Die gute Aufwartung gefiel ihm freilich, aber zuletzt wurde ihm doch angst, sodass er zu einer weisen Frau ging und sie um Rat fragte. Die weise Frau sprach:

„Es steckt Zauberei dahinter. Gib einmal morgens in aller Frühe acht, ob sich etwas in der Stube regt. Und wenn du etwas siehst – es mag sein, was es will –, so wirf schnell ein weißes Tuch darüber, dann wird der Zauber gehemmt.“

Der Schäfer tat, wie sie gesagt hatte. Am anderen Morgen, eben als der Tag anbrach, sah er, wie sich der Kasten auftat und die Blume herauskam. Schnell sprang er hinzu und warf ein weißes Tuch darüber. Alsbald war die Verwandlung vorbei, und ein schönes Mädchen stand vor ihm. Es gestand ihm, dass es die Blume gewesen war und seinen Haushalt bisher besorgt hatte.

Das Mädchen erzählte dem Schäfer sein Schicksal. Weil es ihm gefiel, fragte er, ob es ihn heiraten wollte.

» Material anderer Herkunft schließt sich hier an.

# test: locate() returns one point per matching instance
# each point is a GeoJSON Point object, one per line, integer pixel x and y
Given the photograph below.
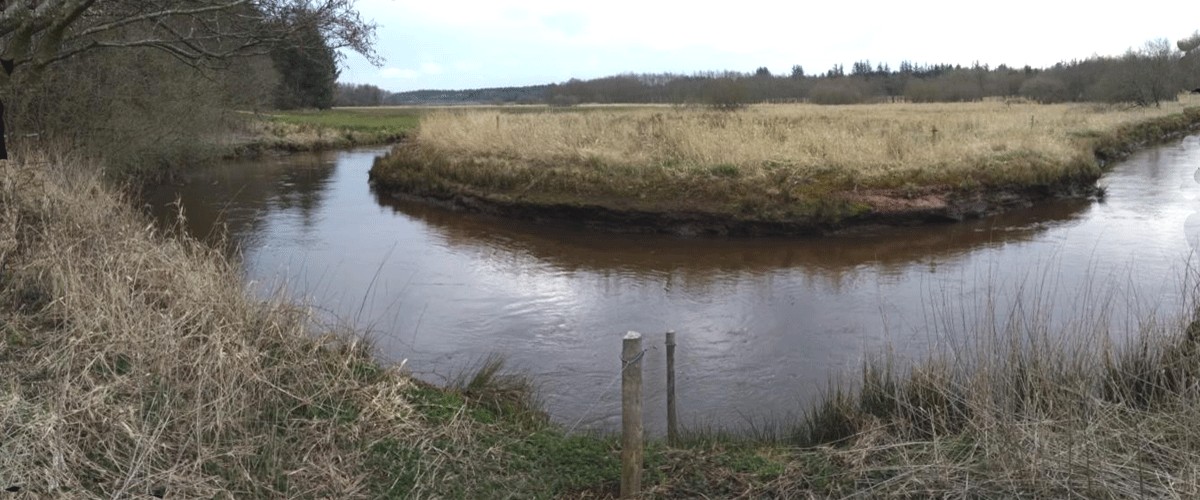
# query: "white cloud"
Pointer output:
{"type": "Point", "coordinates": [467, 65]}
{"type": "Point", "coordinates": [393, 72]}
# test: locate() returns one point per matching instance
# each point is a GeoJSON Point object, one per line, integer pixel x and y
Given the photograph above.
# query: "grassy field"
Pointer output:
{"type": "Point", "coordinates": [771, 162]}
{"type": "Point", "coordinates": [323, 130]}
{"type": "Point", "coordinates": [135, 363]}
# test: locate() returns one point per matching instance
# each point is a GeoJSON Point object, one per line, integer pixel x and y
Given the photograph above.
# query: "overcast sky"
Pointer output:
{"type": "Point", "coordinates": [455, 44]}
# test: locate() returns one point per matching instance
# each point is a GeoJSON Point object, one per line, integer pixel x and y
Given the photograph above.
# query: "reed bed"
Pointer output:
{"type": "Point", "coordinates": [771, 161]}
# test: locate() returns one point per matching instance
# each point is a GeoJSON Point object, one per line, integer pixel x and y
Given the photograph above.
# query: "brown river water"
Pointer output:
{"type": "Point", "coordinates": [762, 323]}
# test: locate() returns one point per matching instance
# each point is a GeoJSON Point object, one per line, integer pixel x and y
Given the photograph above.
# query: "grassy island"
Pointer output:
{"type": "Point", "coordinates": [774, 168]}
{"type": "Point", "coordinates": [137, 365]}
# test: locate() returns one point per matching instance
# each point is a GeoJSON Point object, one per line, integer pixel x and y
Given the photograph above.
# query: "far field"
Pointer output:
{"type": "Point", "coordinates": [769, 162]}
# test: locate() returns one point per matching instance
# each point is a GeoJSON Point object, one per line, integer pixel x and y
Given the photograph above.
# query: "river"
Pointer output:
{"type": "Point", "coordinates": [762, 323]}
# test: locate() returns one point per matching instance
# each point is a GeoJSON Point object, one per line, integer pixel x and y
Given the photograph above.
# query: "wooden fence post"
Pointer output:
{"type": "Point", "coordinates": [631, 415]}
{"type": "Point", "coordinates": [672, 423]}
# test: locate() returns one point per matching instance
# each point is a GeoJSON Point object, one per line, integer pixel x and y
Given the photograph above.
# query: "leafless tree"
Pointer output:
{"type": "Point", "coordinates": [39, 34]}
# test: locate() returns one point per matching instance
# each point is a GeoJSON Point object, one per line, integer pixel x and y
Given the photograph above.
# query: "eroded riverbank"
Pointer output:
{"type": "Point", "coordinates": [774, 200]}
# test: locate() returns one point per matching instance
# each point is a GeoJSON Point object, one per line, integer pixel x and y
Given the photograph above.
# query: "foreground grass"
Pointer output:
{"type": "Point", "coordinates": [774, 162]}
{"type": "Point", "coordinates": [136, 365]}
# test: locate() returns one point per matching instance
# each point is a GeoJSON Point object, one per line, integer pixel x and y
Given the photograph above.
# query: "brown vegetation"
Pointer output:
{"type": "Point", "coordinates": [769, 163]}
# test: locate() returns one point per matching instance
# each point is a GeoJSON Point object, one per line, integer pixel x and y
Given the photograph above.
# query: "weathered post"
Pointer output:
{"type": "Point", "coordinates": [631, 415]}
{"type": "Point", "coordinates": [672, 423]}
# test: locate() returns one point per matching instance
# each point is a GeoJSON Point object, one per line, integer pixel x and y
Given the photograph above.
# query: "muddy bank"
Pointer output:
{"type": "Point", "coordinates": [889, 209]}
{"type": "Point", "coordinates": [837, 211]}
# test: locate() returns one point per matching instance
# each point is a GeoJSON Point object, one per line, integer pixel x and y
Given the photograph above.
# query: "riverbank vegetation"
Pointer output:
{"type": "Point", "coordinates": [137, 363]}
{"type": "Point", "coordinates": [323, 130]}
{"type": "Point", "coordinates": [772, 162]}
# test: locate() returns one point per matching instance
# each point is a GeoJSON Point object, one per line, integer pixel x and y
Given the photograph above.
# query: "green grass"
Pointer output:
{"type": "Point", "coordinates": [136, 363]}
{"type": "Point", "coordinates": [394, 121]}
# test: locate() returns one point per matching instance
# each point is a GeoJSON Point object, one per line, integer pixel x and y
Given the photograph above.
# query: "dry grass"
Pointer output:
{"type": "Point", "coordinates": [135, 363]}
{"type": "Point", "coordinates": [772, 161]}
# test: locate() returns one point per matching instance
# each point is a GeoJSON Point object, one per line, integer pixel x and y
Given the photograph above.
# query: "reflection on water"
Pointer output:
{"type": "Point", "coordinates": [762, 321]}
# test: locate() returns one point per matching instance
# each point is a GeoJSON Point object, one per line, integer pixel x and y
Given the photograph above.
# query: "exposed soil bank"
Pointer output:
{"type": "Point", "coordinates": [900, 210]}
{"type": "Point", "coordinates": [837, 211]}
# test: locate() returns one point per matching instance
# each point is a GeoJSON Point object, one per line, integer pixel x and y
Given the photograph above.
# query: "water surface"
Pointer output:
{"type": "Point", "coordinates": [762, 323]}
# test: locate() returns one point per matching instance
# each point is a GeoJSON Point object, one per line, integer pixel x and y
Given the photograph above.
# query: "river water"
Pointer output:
{"type": "Point", "coordinates": [762, 323]}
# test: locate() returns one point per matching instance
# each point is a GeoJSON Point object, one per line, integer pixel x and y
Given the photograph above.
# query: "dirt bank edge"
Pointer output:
{"type": "Point", "coordinates": [858, 211]}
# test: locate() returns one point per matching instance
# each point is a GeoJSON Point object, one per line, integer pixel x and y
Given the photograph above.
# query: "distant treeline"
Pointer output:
{"type": "Point", "coordinates": [1144, 76]}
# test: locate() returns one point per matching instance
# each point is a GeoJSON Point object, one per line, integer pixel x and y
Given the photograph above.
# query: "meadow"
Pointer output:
{"type": "Point", "coordinates": [772, 162]}
{"type": "Point", "coordinates": [137, 363]}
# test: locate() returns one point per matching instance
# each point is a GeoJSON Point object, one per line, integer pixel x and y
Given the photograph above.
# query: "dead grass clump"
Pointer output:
{"type": "Point", "coordinates": [136, 363]}
{"type": "Point", "coordinates": [771, 161]}
{"type": "Point", "coordinates": [1023, 410]}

Aber es antwortete:

„Nein“

, denn es wollte seinem Liebsten Roland, obgleich er es verlassen hatte, dennoch treu bleiben. Es versprach aber, nicht wegzugehen, sondern ihm fernerhin den Haushalt zu führen.

Die Wiederkehr der Liebe

Nun kam die Zeit heran, dass Roland Hochzeit halten sollte. Da wurde nach altem Brauch im Lande bekannt gemacht, dass alle Mädchen sich einfinden und zu Ehren des Brautpaars singen sollten.

Das treue Mädchen, als es davon hörte, wurde so traurig, dass es meinte, das Herz im Leibe würde ihm zerspringen. Es wollte erst nicht hingehen, aber die anderen kamen und holten es herbei. Als die Reihe an das Mädchen kam zu singen, trat es immer wieder zurück, bis es allein noch übrig war. Da konnte es nicht anders.

Wie es aber seinen Gesang anfing und dieser zu Rolands Ohren drang, sprang er auf und rief:

„Die Stimme kenne ich! Das ist die rechte Braut, eine andere begehre ich nicht!“

Alles, was er vergessen hatte und ihm aus dem Sinn verschwunden war, war plötzlich wieder in sein Herz zurückgekehrt.

Da hielt das treue Mädchen Hochzeit mit seinem Liebsten Roland, und damit war sein Leid zu Ende und seine Freude fing an.